I don't mean to be too pedantic here, but you are not correct.
The Cell PPU unit and the XBOX360 PPC unit are not the same. They are related by the fact that they are both PPC designs, but that is as far as it goes. The XBOX360 PPC has two fixed-point, two floating-point and two VMX units per core - thread switching is done on fetch stalls. The Cell PPU has two register files but only single fixed-point, floating-point and VMX units - threading is accomplished by switching between the register files. The branch prediction units are also different, and the caches, and the memory mapping. As a matter of fact, the only thing the two processors share is an instruction set and an IBM invoice.

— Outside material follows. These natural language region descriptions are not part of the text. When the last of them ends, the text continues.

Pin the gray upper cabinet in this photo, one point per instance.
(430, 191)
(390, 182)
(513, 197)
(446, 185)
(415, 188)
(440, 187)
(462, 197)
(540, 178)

The number you (mis-)quote originally came from a lecture in an SCEA conference. You apparently don't understand the context under which it was said, and thus why it makes no sense to discuss here - nor do you appear to understand the NDA which, if you heard this directly from SCEA, are under. Although much of the Cell design and tools are public knowledge, it is necessary to keep confidential that non-public information which you have access to if you wish to continue to have access to it.